There’s an old anecdote about image analysis that – while probably mostly urban myth, and certainly getting long in the tooth – highlights an important point.

So the story goes, many years ago the US military wanted to teach tank-based computers to recognise other tanks and speed up identification during a battle setting. They took 50 photos – the number changes according to who tells it – of tanks in a forest setting, then took the tanks away and took the same photos and fed them into the computer to have it identify what was different. They failed to control for one variable: the weather. During the switch the weather had changed from sunny to cloudy, and the military had spent millions teaching a computer to recognise a cloudy day.

Three of the key reasons for this failure are the low resolution of images, the small sample size and the variable nature of outside light – the dynamic range of light from a sunny day and a cloudy day is immense.

Camera technology and database sizes have changed massively since this supposedly happened, and so too have the capabilities of computers. A middling to basic smartphone has a faster processor and can hold more images at higher quality than the computers the military would have had at their disposal. And the scale of the image analysis on even the software used by these phones is astounding.

As for industrial systems, these integrate zoom lenses, high-power LED lighting, more powerful PCs, better white balance, and wide fields of view. In short, the image quality will be many orders of magnitudes higher, especially when moving to 4K resolution.

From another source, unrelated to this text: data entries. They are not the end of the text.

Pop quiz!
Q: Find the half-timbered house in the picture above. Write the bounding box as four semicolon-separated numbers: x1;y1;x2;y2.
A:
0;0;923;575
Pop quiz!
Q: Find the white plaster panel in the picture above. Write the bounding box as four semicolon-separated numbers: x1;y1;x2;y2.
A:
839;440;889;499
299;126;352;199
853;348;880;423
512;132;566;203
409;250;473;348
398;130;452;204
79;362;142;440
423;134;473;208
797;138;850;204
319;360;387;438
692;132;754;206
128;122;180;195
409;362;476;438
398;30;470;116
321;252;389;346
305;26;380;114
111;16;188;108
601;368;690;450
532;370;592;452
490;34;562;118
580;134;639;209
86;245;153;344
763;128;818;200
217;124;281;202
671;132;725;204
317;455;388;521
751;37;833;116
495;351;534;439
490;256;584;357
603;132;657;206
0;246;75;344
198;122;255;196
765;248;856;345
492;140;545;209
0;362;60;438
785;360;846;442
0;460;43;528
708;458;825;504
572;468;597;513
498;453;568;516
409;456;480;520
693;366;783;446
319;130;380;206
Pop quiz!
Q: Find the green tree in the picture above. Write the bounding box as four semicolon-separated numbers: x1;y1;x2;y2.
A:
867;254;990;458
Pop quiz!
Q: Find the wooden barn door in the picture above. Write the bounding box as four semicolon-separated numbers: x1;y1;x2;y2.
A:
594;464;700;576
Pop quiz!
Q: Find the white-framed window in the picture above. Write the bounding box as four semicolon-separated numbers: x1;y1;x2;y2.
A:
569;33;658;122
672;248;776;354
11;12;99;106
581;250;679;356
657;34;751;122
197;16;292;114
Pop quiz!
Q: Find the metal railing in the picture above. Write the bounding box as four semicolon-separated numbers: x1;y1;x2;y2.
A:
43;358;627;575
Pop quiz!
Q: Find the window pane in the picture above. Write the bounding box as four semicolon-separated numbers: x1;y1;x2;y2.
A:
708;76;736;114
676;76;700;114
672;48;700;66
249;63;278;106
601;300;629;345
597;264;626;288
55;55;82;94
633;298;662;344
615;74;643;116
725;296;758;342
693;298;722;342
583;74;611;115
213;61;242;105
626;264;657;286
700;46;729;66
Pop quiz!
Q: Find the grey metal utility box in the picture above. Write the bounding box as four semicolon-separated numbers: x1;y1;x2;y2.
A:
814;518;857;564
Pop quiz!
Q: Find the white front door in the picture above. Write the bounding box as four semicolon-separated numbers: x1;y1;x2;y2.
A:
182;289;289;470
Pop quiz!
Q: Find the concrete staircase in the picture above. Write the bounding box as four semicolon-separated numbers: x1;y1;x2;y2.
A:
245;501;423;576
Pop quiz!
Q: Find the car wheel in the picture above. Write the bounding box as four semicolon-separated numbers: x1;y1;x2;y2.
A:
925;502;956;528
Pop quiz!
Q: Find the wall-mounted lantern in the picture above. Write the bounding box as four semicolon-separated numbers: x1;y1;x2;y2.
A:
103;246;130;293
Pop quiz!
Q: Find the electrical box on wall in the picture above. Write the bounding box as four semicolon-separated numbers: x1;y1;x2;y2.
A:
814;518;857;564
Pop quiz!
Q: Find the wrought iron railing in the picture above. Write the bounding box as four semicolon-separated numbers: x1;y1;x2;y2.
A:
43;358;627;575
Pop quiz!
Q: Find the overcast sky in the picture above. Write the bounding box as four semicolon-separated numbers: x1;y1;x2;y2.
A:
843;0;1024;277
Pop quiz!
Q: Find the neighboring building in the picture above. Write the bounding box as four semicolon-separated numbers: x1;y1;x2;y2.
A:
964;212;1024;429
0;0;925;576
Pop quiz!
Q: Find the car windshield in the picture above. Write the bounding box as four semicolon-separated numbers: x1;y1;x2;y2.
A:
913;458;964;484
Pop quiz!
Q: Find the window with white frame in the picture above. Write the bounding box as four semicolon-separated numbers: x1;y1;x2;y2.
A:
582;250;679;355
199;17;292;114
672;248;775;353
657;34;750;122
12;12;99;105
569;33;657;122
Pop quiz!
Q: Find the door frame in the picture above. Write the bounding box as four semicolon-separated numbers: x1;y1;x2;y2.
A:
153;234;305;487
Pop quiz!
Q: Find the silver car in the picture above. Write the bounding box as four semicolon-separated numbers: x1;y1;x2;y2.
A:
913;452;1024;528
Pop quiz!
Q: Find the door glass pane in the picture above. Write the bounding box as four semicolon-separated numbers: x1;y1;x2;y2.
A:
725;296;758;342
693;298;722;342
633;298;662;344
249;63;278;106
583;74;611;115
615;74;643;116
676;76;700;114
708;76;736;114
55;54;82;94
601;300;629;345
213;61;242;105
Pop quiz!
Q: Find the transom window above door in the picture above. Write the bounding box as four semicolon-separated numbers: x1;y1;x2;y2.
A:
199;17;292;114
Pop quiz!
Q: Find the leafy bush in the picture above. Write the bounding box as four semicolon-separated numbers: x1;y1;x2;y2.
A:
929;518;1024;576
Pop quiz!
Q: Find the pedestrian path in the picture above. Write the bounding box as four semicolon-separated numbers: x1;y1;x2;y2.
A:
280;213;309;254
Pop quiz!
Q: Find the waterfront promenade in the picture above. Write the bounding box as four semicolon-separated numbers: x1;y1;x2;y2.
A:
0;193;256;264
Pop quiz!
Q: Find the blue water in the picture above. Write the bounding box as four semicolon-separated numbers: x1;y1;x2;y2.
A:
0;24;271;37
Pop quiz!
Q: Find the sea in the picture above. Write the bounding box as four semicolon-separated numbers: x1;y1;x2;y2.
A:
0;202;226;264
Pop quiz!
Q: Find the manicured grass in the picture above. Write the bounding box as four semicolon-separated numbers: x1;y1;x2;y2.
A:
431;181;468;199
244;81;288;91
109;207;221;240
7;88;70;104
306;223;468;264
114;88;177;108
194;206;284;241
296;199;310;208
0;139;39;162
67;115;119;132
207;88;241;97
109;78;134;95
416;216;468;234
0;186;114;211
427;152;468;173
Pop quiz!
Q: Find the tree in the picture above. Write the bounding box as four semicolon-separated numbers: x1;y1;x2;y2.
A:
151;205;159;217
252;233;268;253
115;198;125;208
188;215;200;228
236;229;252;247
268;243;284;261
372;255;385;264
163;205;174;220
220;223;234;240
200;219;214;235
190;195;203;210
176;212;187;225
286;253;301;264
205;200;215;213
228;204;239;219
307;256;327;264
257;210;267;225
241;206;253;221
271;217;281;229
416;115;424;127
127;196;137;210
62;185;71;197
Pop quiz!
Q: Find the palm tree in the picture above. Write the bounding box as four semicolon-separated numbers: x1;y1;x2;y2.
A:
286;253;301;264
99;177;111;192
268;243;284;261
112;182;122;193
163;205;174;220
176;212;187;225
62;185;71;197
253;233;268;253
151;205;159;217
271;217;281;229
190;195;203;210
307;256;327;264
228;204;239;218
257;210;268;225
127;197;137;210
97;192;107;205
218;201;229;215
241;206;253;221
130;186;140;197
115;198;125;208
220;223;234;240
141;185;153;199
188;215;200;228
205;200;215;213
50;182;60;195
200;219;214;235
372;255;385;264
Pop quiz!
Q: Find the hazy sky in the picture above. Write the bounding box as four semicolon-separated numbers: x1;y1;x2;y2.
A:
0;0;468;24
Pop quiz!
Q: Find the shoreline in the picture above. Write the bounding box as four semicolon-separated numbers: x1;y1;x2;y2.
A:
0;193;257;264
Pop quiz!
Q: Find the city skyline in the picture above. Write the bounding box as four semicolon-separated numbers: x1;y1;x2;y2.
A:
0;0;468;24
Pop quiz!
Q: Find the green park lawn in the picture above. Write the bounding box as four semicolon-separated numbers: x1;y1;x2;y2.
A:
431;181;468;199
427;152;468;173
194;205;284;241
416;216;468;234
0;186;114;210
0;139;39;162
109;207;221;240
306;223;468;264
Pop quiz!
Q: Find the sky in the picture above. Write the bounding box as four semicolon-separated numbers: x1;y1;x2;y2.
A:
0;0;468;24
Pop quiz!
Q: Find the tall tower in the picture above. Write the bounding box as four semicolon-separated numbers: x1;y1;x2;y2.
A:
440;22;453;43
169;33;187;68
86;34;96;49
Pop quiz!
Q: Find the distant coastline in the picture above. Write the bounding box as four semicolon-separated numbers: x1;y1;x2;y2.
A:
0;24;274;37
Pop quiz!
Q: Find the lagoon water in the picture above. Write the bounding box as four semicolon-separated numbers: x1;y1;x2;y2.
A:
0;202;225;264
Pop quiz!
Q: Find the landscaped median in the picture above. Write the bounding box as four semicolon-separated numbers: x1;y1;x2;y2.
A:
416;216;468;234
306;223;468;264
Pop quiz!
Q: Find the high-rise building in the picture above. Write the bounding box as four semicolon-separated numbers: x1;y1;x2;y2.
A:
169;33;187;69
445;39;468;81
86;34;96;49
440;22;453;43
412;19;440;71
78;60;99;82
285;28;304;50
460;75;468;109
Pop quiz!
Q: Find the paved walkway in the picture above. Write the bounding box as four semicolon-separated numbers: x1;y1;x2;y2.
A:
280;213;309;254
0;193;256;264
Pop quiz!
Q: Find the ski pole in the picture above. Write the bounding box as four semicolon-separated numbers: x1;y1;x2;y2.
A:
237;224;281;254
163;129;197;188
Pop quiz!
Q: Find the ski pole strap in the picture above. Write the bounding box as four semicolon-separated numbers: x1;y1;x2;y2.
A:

According to IHS’s report on ‘The top surveillance trends for 2016’, 4K isn’t yet set for mass market adoption. While the analyst house says the number of HD CCTV sold will be ‘over 28 million units in 2016’, more than 40 per cent of the ‘66 million network cameras predicted to ship globally’, the volume of 4K cameras supplied will make up less than one per cent of the total. Indeed, the report says it is unlikely that more than a million 4K network cameras will be shipped globally in a calendar year until 2018.

Do we need it?

According to Stemmer Imaging’s director of corporate market development, Mark Williamson, HD, and particularly 4K, ‘lets you have a wider field of view, covering more area and still be able to run [algorithms for the] face recognition.

‘CCTV footage from five to 10 years ago, even if you had a camera pointed above a till and pointed at a face, you’d still struggle to recognise the face, certainly with a computer.’

Williamson said that a face can typically be recognised from an image with a resolution in the region of 300 x 300 to 500 x 500 pixels. ‘If you go back to original CCTV, that would be one face. If you go to HD, that would be eight faces. If you go to 4K, that would be 32 faces. So what that means is, as you get to a certain point, you’re not worried about getting extra resolution. Unlike for TV, you’re not worried about being able to see the finer details, you just want to be able to recognise a face.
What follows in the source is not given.